Inschriften: St. Michaeliskloster und Kloster Lüne bis 1550

Katalogartikel in chronologischer Reihenfolge.

DI 24: Lüneburg: St. Michaeliskloster, Kloster Lüne (1984)

Nr. 62 Kloster Lüne 1505

Beschreibung

Taufkessel im Chorraum der Klosterkirche. Bronze. Er steht nördlich des Altars auf einem nicht zugehörigen, achteckigen Podest aus Holz, das Ornament in Barockformen zeigt. Im 18. Jahrhundert befand sich die Taufe an einer nicht näher bekannten Stelle im Kirchenschiff, Mithoff fand sie bereits am heutigen Platz vor1). Der Kessel wird von vier freistehenden, gleichartig gestalteten Figuren getragen.

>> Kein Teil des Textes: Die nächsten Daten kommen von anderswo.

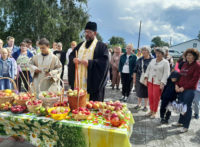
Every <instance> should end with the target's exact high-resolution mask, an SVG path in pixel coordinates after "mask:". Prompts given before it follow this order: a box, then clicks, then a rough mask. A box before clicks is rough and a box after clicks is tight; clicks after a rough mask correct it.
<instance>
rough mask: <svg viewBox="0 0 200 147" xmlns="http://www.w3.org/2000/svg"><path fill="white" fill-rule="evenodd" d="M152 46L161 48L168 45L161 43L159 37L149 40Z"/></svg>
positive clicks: (166, 42)
mask: <svg viewBox="0 0 200 147" xmlns="http://www.w3.org/2000/svg"><path fill="white" fill-rule="evenodd" d="M151 42H152V44H151V47H163V46H169V43H167V42H165V41H162V40H161V38H160V37H159V36H157V37H154V38H153V39H152V40H151Z"/></svg>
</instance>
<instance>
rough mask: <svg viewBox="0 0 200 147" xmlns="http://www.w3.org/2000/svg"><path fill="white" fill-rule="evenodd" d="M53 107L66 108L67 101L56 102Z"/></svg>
mask: <svg viewBox="0 0 200 147" xmlns="http://www.w3.org/2000/svg"><path fill="white" fill-rule="evenodd" d="M53 106H54V107H58V106H63V107H66V106H67V101H64V102H62V103H61V102H57V103H55V104H53Z"/></svg>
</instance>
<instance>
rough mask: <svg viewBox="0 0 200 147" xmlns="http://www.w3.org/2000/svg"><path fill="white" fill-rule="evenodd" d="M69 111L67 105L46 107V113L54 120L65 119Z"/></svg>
mask: <svg viewBox="0 0 200 147" xmlns="http://www.w3.org/2000/svg"><path fill="white" fill-rule="evenodd" d="M69 112H70V108H69V107H52V108H49V109H48V113H49V114H50V115H51V117H52V118H53V119H55V120H63V119H66V117H67V115H68V113H69Z"/></svg>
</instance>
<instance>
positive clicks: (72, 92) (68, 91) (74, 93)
mask: <svg viewBox="0 0 200 147" xmlns="http://www.w3.org/2000/svg"><path fill="white" fill-rule="evenodd" d="M67 94H68V96H70V97H72V96H78V89H75V90H72V89H69V90H68V91H67ZM84 94H85V90H83V89H80V90H79V96H82V95H84Z"/></svg>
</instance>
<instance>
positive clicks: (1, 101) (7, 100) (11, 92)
mask: <svg viewBox="0 0 200 147" xmlns="http://www.w3.org/2000/svg"><path fill="white" fill-rule="evenodd" d="M4 79H7V80H10V81H11V82H12V84H13V87H14V89H15V90H10V89H6V90H0V104H3V103H6V102H10V103H11V102H12V100H13V99H14V98H15V97H16V96H17V94H16V92H17V86H16V84H15V82H14V81H13V79H11V78H8V77H0V80H4Z"/></svg>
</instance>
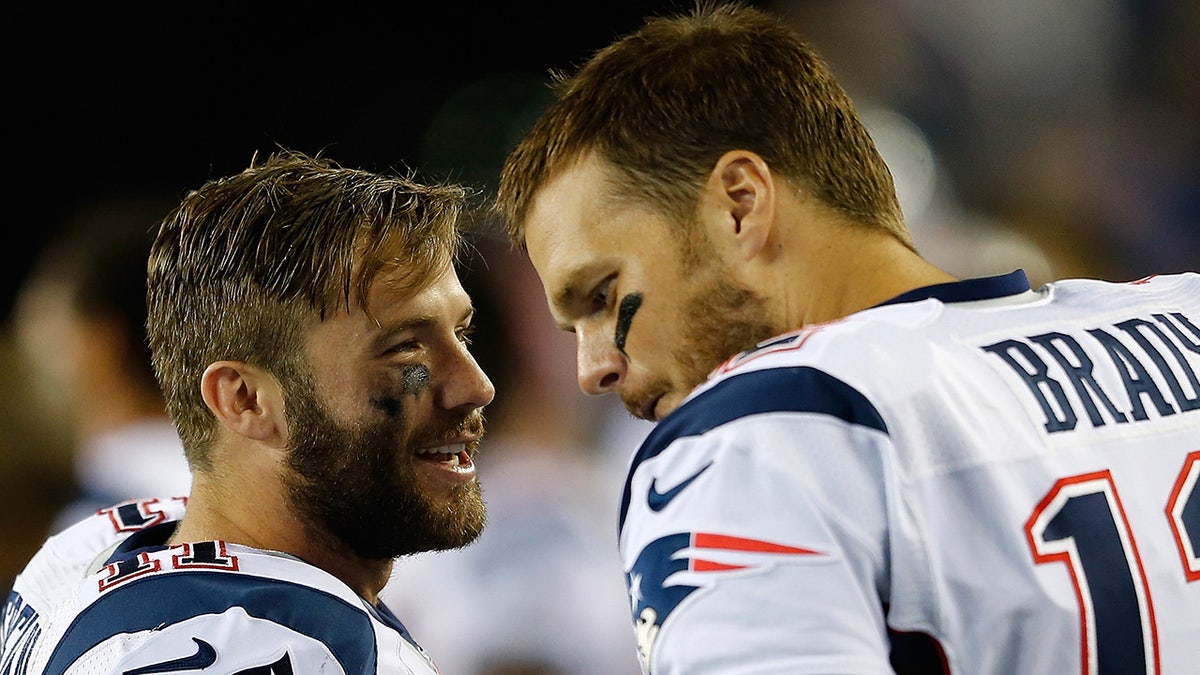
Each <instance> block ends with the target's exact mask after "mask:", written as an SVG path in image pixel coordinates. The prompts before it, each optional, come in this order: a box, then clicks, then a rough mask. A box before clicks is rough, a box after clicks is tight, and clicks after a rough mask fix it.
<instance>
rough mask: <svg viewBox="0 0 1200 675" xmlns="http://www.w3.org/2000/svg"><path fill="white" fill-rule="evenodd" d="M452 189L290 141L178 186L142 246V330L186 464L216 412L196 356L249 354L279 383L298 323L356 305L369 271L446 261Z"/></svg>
mask: <svg viewBox="0 0 1200 675" xmlns="http://www.w3.org/2000/svg"><path fill="white" fill-rule="evenodd" d="M256 161H257V160H256ZM466 198H467V193H466V190H464V189H463V187H461V186H456V185H424V184H419V183H416V181H414V180H412V179H410V178H407V177H400V175H382V174H377V173H371V172H366V171H359V169H352V168H344V167H341V166H338V165H337V163H335V162H332V161H330V160H326V159H323V157H319V156H318V157H310V156H306V155H304V154H301V153H296V151H290V150H281V151H278V153H276V154H274V155H271V156H270V157H268V159H266V160H265V161H264V162H262V163H254V161H252V163H251V166H250V168H247V169H245V171H242V172H241V173H238V174H234V175H230V177H227V178H220V179H214V180H209V181H208V183H205V184H204V185H203V186H200V187H199V189H198V190H193V191H191V192H188V193H187V196H186V197H184V199H182V203H181V204H179V207H178V208H176V209H174V210H173V211H172V213H170V214H168V215H167V217H166V220H163V222H162V225H161V227H160V229H158V235H157V238H156V240H155V243H154V246H152V249H151V251H150V259H149V263H148V280H146V283H148V288H146V304H148V318H146V333H148V336H149V341H150V350H151V354H152V362H154V369H155V375H156V377H157V380H158V384H160V387H161V388H162V390H163V395H164V398H166V401H167V412H168V413H169V414H170V417H172V419H173V420H174V423H175V426H176V429H178V430H179V435H180V437H181V438H182V441H184V447H185V450H186V453H187V458H188V461H190V462H191V464H192V466H193V467H210V466H211V465H210V462H209V448H210V446H211V442H212V440H214V432H215V429H216V420H215V418H214V416H212V414H211V412H210V411H209V410H208V406H205V404H204V400H203V398H202V396H200V377H202V375H203V374H204V370H205V369H206V368H208V366H209V364H211V363H214V362H217V360H240V362H246V363H251V364H254V365H258V366H260V368H264V369H265V370H268V371H270V372H272V374H275V375H276V376H277V377H280V378H281V381H282V383H283V386H284V387H286V388H287V386H288V383H289V381H290V380H292V378H295V377H296V376H299V375H302V374H304V372H307V369H306V363H305V362H304V360H301V359H302V356H301V354H302V335H304V334H302V330H304V329H305V327H307V325H310V324H311V323H313V322H316V321H323V319H324V318H325V317H328V316H332V315H334V313H335V312H338V311H350V310H352V309H353V307H359V309H362V310H364V311H367V309H368V307H367V301H366V300H367V293H368V291H370V288H371V285H372V282H373V281H374V280H376V277H377V275H378V274H379V273H380V271H382V270H386V271H389V273H396V271H398V273H400V275H398V277H400V280H401V281H400V283H401V286H402V288H409V289H412V291H413V292H416V291H419V289H421V288H422V287H424V285H426V283H428V282H430V281H432V280H433V277H434V275H436V274H437V273H439V271H440V270H444V269H445V268H446V267H448V265H451V264H454V263H455V261H456V259H457V256H458V255H460V252H461V247H462V243H463V234H462V231H461V229H460V216H461V214H462V213H463V209H464V203H466Z"/></svg>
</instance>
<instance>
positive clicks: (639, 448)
mask: <svg viewBox="0 0 1200 675" xmlns="http://www.w3.org/2000/svg"><path fill="white" fill-rule="evenodd" d="M768 412H812V413H820V414H832V416H834V417H836V418H839V419H841V420H844V422H846V423H847V424H853V425H858V426H868V428H871V429H877V430H880V431H883V432H884V434H887V431H888V428H887V425H886V424H884V423H883V418H882V417H881V416H880V413H878V411H877V410H875V406H874V405H871V402H870V401H868V400H866V396H864V395H863V394H862V393H859V392H858V389H854V388H853V387H851V386H850V384H846V383H845V382H842V381H841V380H838V378H836V377H833V376H832V375H829V374H827V372H824V371H821V370H817V369H815V368H809V366H794V368H778V369H770V370H755V371H750V372H745V374H742V375H736V376H733V377H730V378H728V380H725V381H724V382H720V383H718V384H716V386H714V387H713V388H712V389H709V390H708V392H704V393H703V394H701V395H700V396H696V398H695V399H692V400H690V401H688V402H685V404H684V405H682V406H679V407H678V408H676V410H674V411H673V412H672V413H671V414H668V416H667V417H666V418H664V419H662V422H660V423H659V424H658V426H655V428H654V429H653V430H650V432H649V435H647V437H646V440H644V441H642V446H641V448H638V450H637V454H636V455H635V456H634V462H632V465H631V466H630V471H629V477H628V478H626V479H625V492H624V495H623V496H622V500H620V520H619V522H618V525H617V531H618V533H619V532H620V530H622V528H624V527H625V514H626V513H628V512H629V502H630V500H631V496H632V486H631V483H630V480H631V479H632V476H634V472H635V471H636V470H637V466H638V465H641V464H642V462H643V461H646V460H648V459H652V458H654V456H656V455H658V454H659V453H661V452H662V450H665V449H666V448H667V446H670V444H671V443H673V442H674V441H676V440H678V438H684V437H688V436H700V435H701V434H704V432H707V431H709V430H712V429H715V428H718V426H721V425H722V424H727V423H730V422H733V420H736V419H740V418H743V417H746V416H751V414H758V413H768Z"/></svg>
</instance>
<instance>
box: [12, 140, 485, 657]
mask: <svg viewBox="0 0 1200 675" xmlns="http://www.w3.org/2000/svg"><path fill="white" fill-rule="evenodd" d="M464 197H466V191H464V190H463V189H462V187H460V186H455V185H425V184H419V183H415V181H414V180H412V179H409V178H406V177H401V175H383V174H376V173H370V172H365V171H358V169H350V168H346V167H342V166H338V165H336V163H335V162H332V161H330V160H325V159H322V157H310V156H306V155H304V154H300V153H294V151H286V150H283V151H278V153H276V154H275V155H271V156H270V157H268V159H266V160H265V161H263V162H260V163H259V162H252V165H251V166H250V168H247V169H245V171H244V172H241V173H238V174H234V175H230V177H227V178H220V179H214V180H210V181H208V183H206V184H204V185H203V186H200V187H199V189H198V190H194V191H192V192H190V193H187V196H186V197H184V199H182V203H181V204H180V205H179V208H178V209H175V210H174V211H172V213H170V214H169V215H168V216H167V217H166V220H164V221H163V222H162V226H161V228H160V231H158V234H157V239H156V240H155V244H154V247H152V250H151V252H150V259H149V275H148V298H149V303H148V310H149V318H148V333H149V340H150V347H151V352H152V358H154V366H155V371H156V375H157V378H158V382H160V384H161V387H162V389H163V393H164V395H166V400H167V408H168V412H169V413H170V417H172V419H173V420H174V423H175V425H176V429H178V430H179V434H180V437H181V438H182V442H184V448H185V453H186V455H187V460H188V464H190V466H191V468H192V472H193V483H192V491H191V494H190V495H187V496H179V497H173V498H145V500H134V501H130V502H122V503H119V504H114V506H113V507H112V508H107V509H102V510H101V512H100V513H97V514H96V515H95V516H92V518H90V519H88V520H84V521H82V522H79V524H78V525H76V526H73V527H71V528H68V530H66V531H65V532H62V533H60V534H58V536H55V537H53V538H50V539H49V542H48V543H47V544H46V546H44V548H43V549H42V550H41V551H40V552H38V554H37V555H36V556H35V557H34V560H32V561H31V562H30V563H29V566H28V567H26V569H25V571H24V572H23V573H22V575H20V577H18V579H17V581H16V584H14V589H13V592H12V595H11V596H10V598H8V603H7V607H6V608H5V614H4V633H2V640H4V643H2V652H0V671H2V673H5V674H6V675H10V674H11V675H19V674H26V673H28V674H34V673H37V674H74V673H124V674H126V675H137V674H150V673H174V671H209V670H211V671H220V673H241V674H251V673H258V674H265V673H295V674H301V673H312V674H317V673H323V674H325V673H355V674H361V673H437V668H436V667H434V664H433V662H432V661H431V659H430V657H428V656H427V655H426V653H425V652H424V650H422V649H421V647H420V646H419V643H418V641H416V640H415V639H414V638H413V637H412V635H410V634H409V633H408V631H407V629H406V628H404V626H403V625H402V623H401V621H400V620H398V619H397V617H396V616H395V615H392V613H391V611H390V610H389V609H388V608H386V607H385V605H384V604H383V603H379V602H378V593H379V591H380V589H382V587H383V586H384V584H385V581H386V580H388V577H389V573H390V571H391V567H392V560H394V558H395V557H397V556H402V555H407V554H414V552H418V551H427V550H439V549H450V548H457V546H462V545H464V544H467V543H469V542H472V540H474V539H475V538H476V537H478V536H479V533H480V531H481V528H482V527H484V522H485V507H484V502H482V498H481V494H480V488H479V484H478V482H476V480H475V465H474V459H473V458H474V455H475V449H476V444H478V443H479V440H480V437H481V435H482V434H484V423H482V417H481V410H482V408H484V406H486V405H487V404H488V402H491V400H492V396H493V394H494V392H493V388H492V383H491V382H490V381H488V378H487V376H486V375H485V374H484V372H482V371H481V370H480V369H479V366H478V365H476V363H475V360H474V358H473V357H472V354H470V353H469V351H468V342H469V340H468V335H469V333H470V328H472V316H473V306H472V301H470V298H469V297H468V295H467V293H466V292H464V291H463V288H462V286H461V283H460V281H458V276H457V274H456V268H455V263H456V258H457V255H458V251H460V246H461V243H462V231H461V229H460V217H461V215H462V210H463V208H464ZM128 470H130V471H137V467H136V466H130V467H128Z"/></svg>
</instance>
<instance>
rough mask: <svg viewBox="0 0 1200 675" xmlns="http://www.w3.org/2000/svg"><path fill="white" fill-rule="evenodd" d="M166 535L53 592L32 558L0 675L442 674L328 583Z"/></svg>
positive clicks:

An seinem oberen und unteren Rand bilden umlaufende Doppelstege als Begrenzung je eine Schriftzeile. In der Mitte zwischen diesen beiden Schriftzonen läuft ein einfacher Steg um die Wandung herum. Er trägt an einer Stelle ein Wappen, auf dessen Höhe der Text der Inschriften jeweils beginnt: (A) in der oberen, (B) in der unteren Zeile. Die Umschrift (B) wird an vier Stellen durch die in den Schriftraum hineinragenden Köpfe der Tragefiguren unterbrochen. Der gesamte Schriftgrund ist durch Schraffur aufgerauht, die Buchstaben sind erhaben gegossen und wie die Stege mit Goldfarbe belegt.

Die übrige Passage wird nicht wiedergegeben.